The Mann/Murray/Smitherman tax hiking two-step: 1) empty your savings for a stadium project to benefit a few billionaires, claim it won't raise taxes; 2) Raise taxes next month when something important needs funding.
Capell spent nine years as a board member of the political group Coalition Opposed to Additional Spending and Taxes, or COAST, before resigning to run for Blue Ash Council in 2017. He didn’t want to be accused of being an advocate for the group if he got elected, he said.
That’s because in 2012, Capell filed a lawsuit with COAST to reverse the sale of Cincinnati’s Blue Ash Airport land to the city of Blue Ash.
Over the years he has been a vocal critic of Blue Ash government. But so far on city council, Capell seems to be working well with everyone.
“So far, Jeff has sought out data and based his analysis on that information," said Blue Ash Mayor Tom Adamec. "If he continues to seek out facts and information, including from the administration, and bases decisions on what will provide the most value to citizens he will do well.”

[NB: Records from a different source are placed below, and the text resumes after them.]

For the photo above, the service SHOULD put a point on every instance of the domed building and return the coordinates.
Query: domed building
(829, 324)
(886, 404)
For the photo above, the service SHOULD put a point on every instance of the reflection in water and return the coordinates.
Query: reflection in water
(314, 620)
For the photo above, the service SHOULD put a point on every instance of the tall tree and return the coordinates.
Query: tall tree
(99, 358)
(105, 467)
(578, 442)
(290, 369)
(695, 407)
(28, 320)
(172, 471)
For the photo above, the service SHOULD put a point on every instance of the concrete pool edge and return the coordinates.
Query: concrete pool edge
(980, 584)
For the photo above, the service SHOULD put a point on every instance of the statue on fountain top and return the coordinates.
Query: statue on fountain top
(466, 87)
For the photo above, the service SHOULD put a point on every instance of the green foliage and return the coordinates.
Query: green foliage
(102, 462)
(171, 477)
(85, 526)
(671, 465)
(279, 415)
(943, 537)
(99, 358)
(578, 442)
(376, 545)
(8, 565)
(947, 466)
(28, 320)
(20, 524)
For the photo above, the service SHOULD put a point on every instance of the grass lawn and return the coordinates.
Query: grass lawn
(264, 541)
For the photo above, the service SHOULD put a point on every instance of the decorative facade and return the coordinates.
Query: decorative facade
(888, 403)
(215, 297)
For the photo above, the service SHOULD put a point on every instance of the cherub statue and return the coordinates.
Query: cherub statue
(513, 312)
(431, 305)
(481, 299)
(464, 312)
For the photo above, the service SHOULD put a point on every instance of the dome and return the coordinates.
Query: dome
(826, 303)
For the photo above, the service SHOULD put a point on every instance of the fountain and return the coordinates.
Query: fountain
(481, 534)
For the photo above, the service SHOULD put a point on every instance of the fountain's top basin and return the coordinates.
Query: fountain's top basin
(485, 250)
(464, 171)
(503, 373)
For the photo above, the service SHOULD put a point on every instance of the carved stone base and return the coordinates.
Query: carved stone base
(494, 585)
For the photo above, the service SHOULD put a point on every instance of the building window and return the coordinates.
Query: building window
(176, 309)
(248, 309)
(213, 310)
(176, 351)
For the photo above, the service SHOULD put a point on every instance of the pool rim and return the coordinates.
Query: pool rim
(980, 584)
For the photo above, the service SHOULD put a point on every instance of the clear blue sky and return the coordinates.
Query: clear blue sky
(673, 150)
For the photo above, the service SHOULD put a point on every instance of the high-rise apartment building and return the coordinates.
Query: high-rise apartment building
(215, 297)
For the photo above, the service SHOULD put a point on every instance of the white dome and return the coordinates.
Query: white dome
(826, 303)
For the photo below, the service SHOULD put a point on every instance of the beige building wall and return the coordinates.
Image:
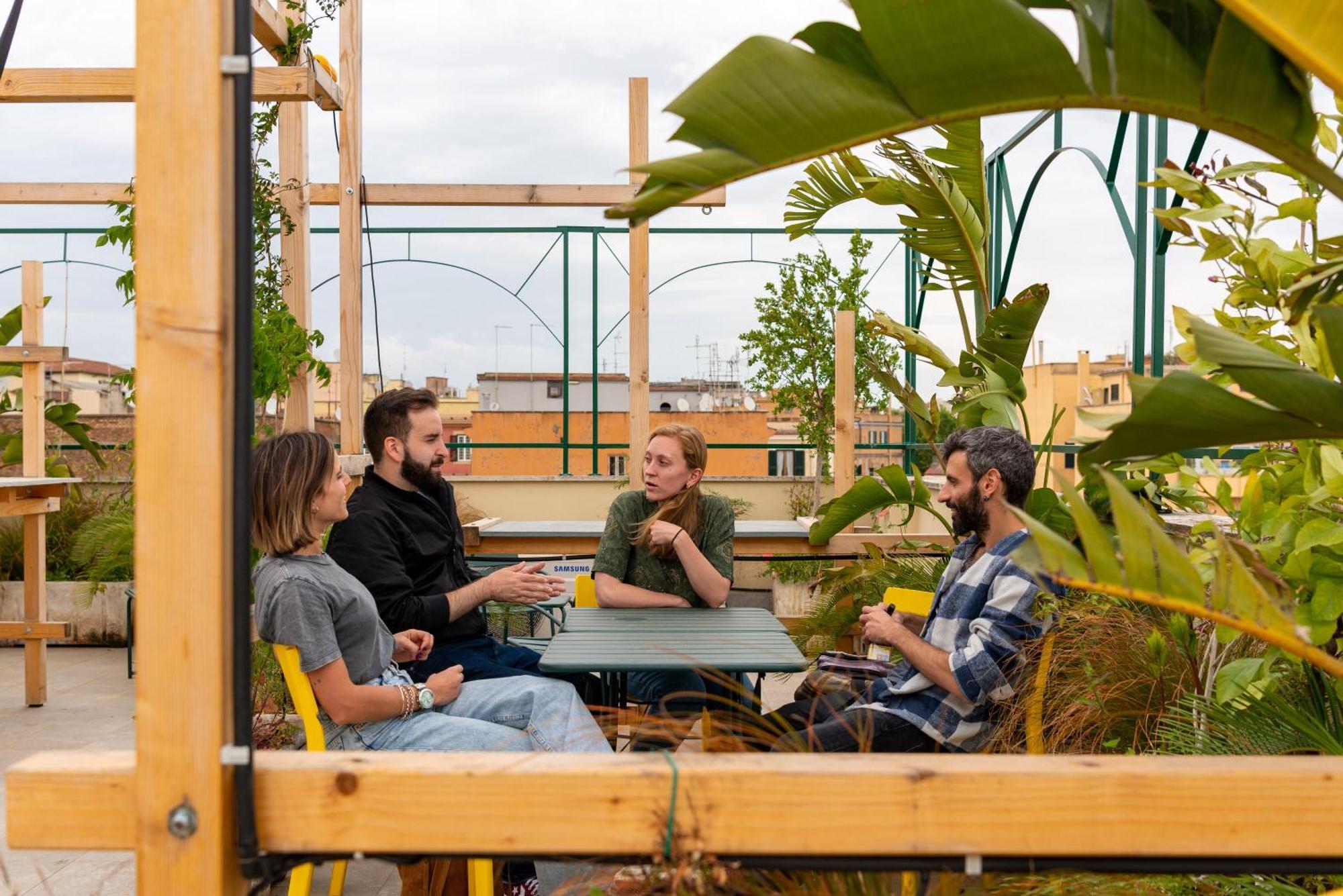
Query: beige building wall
(1098, 387)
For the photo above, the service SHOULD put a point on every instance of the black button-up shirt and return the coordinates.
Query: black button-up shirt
(406, 548)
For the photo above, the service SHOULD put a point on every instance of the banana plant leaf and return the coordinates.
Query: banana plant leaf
(913, 340)
(913, 63)
(1330, 321)
(1270, 377)
(1011, 328)
(1306, 31)
(1184, 411)
(871, 494)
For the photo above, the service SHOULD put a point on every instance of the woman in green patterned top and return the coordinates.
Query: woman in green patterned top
(669, 545)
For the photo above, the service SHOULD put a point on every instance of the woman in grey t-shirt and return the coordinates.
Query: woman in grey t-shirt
(351, 658)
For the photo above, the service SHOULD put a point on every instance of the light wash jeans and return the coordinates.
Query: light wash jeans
(516, 714)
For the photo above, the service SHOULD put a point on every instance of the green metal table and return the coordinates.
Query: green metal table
(616, 643)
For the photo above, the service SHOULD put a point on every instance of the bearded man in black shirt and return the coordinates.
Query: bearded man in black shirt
(404, 541)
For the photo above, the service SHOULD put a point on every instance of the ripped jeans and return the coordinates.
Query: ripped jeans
(516, 714)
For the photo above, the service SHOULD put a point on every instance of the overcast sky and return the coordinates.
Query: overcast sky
(515, 91)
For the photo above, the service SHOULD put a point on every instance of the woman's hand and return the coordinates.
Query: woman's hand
(412, 646)
(664, 533)
(445, 685)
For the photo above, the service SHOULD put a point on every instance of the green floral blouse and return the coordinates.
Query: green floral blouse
(616, 556)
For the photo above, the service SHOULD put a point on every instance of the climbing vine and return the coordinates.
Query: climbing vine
(283, 349)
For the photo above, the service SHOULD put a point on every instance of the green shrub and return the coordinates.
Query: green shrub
(79, 545)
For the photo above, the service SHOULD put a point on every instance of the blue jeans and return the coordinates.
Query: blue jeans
(484, 658)
(683, 695)
(516, 714)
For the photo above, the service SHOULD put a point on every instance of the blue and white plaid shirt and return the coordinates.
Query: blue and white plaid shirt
(981, 615)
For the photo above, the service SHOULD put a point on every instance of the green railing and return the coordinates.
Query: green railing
(1008, 219)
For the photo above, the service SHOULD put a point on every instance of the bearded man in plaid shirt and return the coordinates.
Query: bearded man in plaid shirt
(958, 662)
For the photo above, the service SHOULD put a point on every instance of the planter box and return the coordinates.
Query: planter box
(793, 599)
(101, 621)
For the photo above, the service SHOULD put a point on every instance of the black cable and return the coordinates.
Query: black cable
(373, 278)
(7, 35)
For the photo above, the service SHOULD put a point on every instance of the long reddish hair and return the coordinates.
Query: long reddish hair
(682, 509)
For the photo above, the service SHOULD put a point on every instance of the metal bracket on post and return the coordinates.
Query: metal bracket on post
(233, 754)
(182, 822)
(236, 64)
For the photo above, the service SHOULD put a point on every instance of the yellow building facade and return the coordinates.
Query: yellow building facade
(1098, 387)
(492, 427)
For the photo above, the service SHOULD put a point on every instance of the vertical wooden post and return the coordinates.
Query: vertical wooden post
(34, 464)
(844, 400)
(185, 232)
(351, 230)
(639, 289)
(295, 250)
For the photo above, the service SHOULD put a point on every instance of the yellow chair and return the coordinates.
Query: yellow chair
(585, 596)
(480, 873)
(306, 703)
(909, 600)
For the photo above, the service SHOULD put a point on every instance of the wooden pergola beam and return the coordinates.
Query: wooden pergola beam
(555, 195)
(351, 251)
(729, 804)
(185, 356)
(34, 631)
(275, 83)
(76, 193)
(424, 195)
(45, 353)
(271, 27)
(639, 326)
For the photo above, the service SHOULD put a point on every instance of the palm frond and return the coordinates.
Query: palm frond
(945, 223)
(105, 548)
(1302, 717)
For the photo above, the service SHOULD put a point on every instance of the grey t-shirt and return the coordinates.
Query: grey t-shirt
(310, 601)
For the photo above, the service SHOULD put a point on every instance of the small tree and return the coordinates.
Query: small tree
(793, 346)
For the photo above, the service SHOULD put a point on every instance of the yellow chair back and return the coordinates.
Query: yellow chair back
(909, 600)
(480, 871)
(585, 591)
(306, 703)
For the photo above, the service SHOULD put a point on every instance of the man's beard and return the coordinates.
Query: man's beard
(969, 514)
(424, 477)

Now that he’s a councilman, Capell has toned down his activism -- and his rhetoric.
“On Twitter I’ve cut back a bit on how much I do that (argue), especially with people who are argumentative and have no point," Capell said. "I try to focus a little more on having discussion than having debate. That’s one thing that’s changed in the past few months.”
He is also learning to compromise in an effort to represent all of his constituents.
“I’m already using a lot more ‘we’ and a lot less ‘you guys need to do something,’" Capell said. “You’d better be doing that if you’re the elected official and now you’re one of the people making the decisions.”
But Capell doesn’t want to change entirely now that he’s in a position of power. He is still a champion of transparency in government, and not doing deals behind the scenes.
“I don’t want to become an establishment hack or someone who stops listening to what citizens want,” Capell said. “I don’t want to evolve out of that, because, plainly, people like the persona that I ran on.”